Where’s My Midlife Crisis?

Someone I know showed off a restoration project he has recently undertaken. As he told me about his plans, he mentioned that someone called the enterprise his “mid-life crisis.”

I had to laugh because he’s a little older than I am. Since I don’t think I have officially had a mid-life crisis, either I’m off on life expectancy or I need to play catch-up on this concept.

This whole idea really only comes to mind because I turn 44 today. I have no problem admitting that in public because I don’t get too worried about my chronological age. After all, my maturity has steadily floated between 13 and 19 for decades.

I really can’t point my finger at something which could take the shape of a mid-life crisis right and, based on my family history, I probably passed the midpoint a few years ago.

A few years back, I did make a few solo trips to Las Vegas, but those don’t really count. Maybe if I had continued the tradition as I intended, I could say they represent my attempt to re-capture lost youth. I hate how money and responsibility have gotten in the way of that pursuit.

Even though I don’t think I have had a mid-life crisis and don’t see one on the horizon, that does not mean I wouldn’t love the distraction. Even though I love my wife, child, extended family and have many fulfilling personal and professional interests, I could get into something pretty cool.

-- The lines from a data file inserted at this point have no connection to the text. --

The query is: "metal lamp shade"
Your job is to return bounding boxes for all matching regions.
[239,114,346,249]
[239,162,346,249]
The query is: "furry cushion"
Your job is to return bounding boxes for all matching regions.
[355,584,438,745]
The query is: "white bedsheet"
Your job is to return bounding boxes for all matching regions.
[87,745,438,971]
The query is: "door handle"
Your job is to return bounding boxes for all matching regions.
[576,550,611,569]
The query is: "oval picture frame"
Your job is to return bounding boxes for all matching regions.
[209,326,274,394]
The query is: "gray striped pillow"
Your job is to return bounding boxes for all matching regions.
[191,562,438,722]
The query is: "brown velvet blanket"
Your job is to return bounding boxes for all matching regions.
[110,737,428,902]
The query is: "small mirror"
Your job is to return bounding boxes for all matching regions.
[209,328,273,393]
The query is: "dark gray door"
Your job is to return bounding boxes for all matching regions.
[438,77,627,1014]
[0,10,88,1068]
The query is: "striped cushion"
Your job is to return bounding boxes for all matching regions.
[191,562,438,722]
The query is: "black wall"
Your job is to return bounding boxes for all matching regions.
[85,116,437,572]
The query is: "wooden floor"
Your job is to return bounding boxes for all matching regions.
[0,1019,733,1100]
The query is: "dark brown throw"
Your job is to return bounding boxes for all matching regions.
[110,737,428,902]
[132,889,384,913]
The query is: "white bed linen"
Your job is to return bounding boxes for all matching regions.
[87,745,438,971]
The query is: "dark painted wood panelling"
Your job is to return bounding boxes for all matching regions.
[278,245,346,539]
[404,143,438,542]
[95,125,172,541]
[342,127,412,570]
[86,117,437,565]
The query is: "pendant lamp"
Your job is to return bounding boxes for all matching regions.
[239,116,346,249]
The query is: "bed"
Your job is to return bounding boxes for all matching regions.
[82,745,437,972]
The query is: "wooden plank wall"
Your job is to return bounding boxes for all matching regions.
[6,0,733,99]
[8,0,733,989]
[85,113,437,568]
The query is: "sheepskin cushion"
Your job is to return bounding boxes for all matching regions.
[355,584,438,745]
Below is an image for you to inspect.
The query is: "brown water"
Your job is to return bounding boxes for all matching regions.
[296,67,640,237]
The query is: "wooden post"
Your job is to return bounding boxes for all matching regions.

Some people take up exercise as a way of fending off their advancing years. I occasionally get this itch to go down this path, but hold off on making a commitment because of the injuries to my knees and ankles from my wrestling days.

Plus, I don’t want to be that guy who constantly posts on Facebook about the 5K or half-marathon or run through the woods they just completed. Good for the people who love that stuff, but we have enough of those people.

My wife still puts up with me so anything in the romance arena is out. One time, I went online and researched plans which would allow me to build a home bar, but those measurements will just sit on a shelf mocking my inability to build or fix things.

Sure, I have TVs, computers and gadgets I like, but those don’t really meet the criteria. I bought a guitar years ago, but only play for myself in the basement. I think I’d need to join a band for that to count, and that’s not going to happen.

That really narrows down my mid-life crisis options to expensive toys or business projects. Over the years, I have changed into a more thrifty person so I wouldn’t stretch beyond our means just to get a little bit of an adrenaline rush.

Maybe I don’t need a mid-life crisis. Maybe the whole notion of a mid-life crisis is really overblown and sometimes we simply have more confidence to try new things as we get older. Maybe I’ve grown up just fine.

I’ll ponder that question as I stay up too late drinking beer, watching television and playing video games.